Summary. A novel method is proposed for retrieving the 3‐D orientation of axes of symmetry of near‐source anisotropy by a non‐linear inversion of observed radiation patterns of seismic displacement spectra of Rayleigh waves. If faulting is generated within an anisotropic source region, body force equivalents for the faulting are in general not a double couple but the sum of three orthogonal dipole forces (Kosevich; Kawasaki & Tanimoto). As a result of the third dipole force, radiation patterns of Rayleigh waves are deformed, the deformation amounting to several per cent of those for an isotropic source medium. The non‐linear inversion is carried out to find the optimum fault plane solutions giving the minimum square residual between observed and theoretical radiation patterns in some period range.

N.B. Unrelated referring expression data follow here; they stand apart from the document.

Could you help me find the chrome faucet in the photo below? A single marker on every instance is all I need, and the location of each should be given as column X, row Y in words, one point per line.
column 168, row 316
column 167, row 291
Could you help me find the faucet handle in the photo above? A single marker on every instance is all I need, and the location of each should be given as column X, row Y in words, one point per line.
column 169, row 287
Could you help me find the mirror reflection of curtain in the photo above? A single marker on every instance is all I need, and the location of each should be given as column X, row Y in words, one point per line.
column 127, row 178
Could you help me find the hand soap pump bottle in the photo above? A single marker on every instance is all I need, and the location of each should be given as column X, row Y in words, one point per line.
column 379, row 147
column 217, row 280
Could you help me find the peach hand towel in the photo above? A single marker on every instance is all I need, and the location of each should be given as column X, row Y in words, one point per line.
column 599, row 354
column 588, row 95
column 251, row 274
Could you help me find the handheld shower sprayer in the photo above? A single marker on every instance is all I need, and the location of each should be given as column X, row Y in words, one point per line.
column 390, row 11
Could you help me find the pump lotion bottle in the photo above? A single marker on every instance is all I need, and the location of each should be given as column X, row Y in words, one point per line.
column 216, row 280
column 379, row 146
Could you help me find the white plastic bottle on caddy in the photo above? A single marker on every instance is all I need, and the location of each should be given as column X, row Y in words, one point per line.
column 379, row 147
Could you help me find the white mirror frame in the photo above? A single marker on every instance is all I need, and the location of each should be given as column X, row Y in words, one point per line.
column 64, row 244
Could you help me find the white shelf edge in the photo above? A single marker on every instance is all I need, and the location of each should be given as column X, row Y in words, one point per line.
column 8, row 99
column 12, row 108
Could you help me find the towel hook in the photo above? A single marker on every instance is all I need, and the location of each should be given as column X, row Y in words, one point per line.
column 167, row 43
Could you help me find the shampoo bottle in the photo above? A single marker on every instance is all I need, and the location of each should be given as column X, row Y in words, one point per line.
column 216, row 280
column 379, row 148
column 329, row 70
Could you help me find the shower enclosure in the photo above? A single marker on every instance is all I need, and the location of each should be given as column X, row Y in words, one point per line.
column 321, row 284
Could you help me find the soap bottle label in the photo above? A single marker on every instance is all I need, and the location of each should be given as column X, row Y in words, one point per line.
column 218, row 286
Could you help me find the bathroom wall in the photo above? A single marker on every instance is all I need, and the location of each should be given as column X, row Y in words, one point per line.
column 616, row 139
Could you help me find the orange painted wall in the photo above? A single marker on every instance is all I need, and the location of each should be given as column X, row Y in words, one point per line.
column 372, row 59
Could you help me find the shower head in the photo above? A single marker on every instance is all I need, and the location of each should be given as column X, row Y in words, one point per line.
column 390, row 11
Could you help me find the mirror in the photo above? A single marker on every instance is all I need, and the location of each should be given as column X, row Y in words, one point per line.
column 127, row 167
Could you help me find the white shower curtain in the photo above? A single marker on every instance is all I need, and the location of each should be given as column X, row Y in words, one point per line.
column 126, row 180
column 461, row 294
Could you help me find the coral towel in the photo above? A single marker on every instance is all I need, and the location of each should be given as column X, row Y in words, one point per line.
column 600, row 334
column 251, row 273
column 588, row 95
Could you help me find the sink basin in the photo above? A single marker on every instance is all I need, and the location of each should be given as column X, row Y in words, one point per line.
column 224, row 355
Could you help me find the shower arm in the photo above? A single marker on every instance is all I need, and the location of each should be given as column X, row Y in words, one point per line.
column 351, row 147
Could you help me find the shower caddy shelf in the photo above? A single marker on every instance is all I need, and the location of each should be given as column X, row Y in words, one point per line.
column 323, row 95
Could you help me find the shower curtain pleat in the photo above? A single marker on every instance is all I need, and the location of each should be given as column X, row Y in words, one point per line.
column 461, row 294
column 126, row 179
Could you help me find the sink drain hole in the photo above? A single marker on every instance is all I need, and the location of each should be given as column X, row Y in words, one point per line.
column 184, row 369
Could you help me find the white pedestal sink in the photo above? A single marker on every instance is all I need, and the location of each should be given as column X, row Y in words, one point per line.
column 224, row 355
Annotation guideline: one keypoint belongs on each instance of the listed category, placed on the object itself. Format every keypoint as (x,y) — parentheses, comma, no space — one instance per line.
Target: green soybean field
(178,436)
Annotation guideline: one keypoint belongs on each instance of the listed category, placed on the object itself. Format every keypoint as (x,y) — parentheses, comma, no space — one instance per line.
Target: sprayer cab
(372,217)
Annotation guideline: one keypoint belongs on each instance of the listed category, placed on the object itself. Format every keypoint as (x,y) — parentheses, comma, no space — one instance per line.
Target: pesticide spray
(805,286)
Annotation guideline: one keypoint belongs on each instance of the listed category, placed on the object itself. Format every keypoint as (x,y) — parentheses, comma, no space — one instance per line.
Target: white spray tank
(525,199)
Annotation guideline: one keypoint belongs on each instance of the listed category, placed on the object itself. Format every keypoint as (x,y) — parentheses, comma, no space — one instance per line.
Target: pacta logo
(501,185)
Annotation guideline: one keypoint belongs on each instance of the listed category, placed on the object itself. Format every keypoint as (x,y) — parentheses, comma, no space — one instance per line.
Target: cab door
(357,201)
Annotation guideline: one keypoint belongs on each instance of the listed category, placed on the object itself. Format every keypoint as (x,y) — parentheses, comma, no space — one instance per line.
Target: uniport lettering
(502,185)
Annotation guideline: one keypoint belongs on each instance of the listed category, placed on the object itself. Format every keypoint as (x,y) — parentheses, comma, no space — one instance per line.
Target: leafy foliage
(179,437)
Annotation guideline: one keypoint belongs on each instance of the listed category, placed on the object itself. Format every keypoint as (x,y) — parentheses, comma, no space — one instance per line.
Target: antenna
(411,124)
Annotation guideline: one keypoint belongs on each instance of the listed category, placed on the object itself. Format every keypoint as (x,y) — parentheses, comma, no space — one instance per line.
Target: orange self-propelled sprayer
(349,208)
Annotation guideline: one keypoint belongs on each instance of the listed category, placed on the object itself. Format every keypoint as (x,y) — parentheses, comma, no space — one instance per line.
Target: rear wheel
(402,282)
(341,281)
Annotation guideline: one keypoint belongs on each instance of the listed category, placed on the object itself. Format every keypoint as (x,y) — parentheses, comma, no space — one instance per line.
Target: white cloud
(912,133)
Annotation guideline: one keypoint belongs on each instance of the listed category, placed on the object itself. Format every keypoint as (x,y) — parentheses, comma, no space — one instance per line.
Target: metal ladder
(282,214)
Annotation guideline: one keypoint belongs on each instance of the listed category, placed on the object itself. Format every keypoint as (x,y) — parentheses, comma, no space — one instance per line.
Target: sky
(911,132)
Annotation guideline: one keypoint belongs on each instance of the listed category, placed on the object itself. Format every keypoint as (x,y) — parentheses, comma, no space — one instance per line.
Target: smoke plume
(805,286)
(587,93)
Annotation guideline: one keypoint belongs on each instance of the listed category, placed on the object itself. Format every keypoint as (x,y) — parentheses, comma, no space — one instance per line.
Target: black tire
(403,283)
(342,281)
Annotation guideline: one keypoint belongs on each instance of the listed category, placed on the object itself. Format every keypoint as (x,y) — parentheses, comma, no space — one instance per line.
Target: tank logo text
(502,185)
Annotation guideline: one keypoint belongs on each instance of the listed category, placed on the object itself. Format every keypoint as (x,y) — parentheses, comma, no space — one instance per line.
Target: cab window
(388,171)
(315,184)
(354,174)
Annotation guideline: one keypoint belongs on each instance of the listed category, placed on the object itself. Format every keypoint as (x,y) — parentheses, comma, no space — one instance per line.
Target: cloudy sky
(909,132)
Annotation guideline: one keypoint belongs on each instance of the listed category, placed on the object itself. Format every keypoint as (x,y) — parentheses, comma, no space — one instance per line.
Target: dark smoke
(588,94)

In order to remove effects of heterogeneity along propagation paths, a pair‐event scheme is involved in the inversion, which denotes taking spectral amplitude ratios and differential phases of the seismic displacement spectra of the pair‐events having close hypocentres and different fault plane solutions. The uniqueness of the fault plane solutions of the non‐linear inversion is afforded a proof by the Monte‐Carlo experiment. The non‐linear inversion is repeated for some possible types of symmetry of the near‐source orthotropic anisotropy due to the preferred orientation of olivine crystals as mantle materials. Square residuals thus obtained are compared with each other to see which orientation gives the minimum. The method is applied to pair‐events which occurred in the anomalous mantle beneath the Mid‐Atlantic Ridge. This leads to a discovery that one type of symmetry of the preferred orientations with a ‐, b ‐ and c‐axes aligned vertical, parallel to and perpendicular to the trend (N11E) of the ridge axis, respectively, is most likely existing in the anomalous mantle.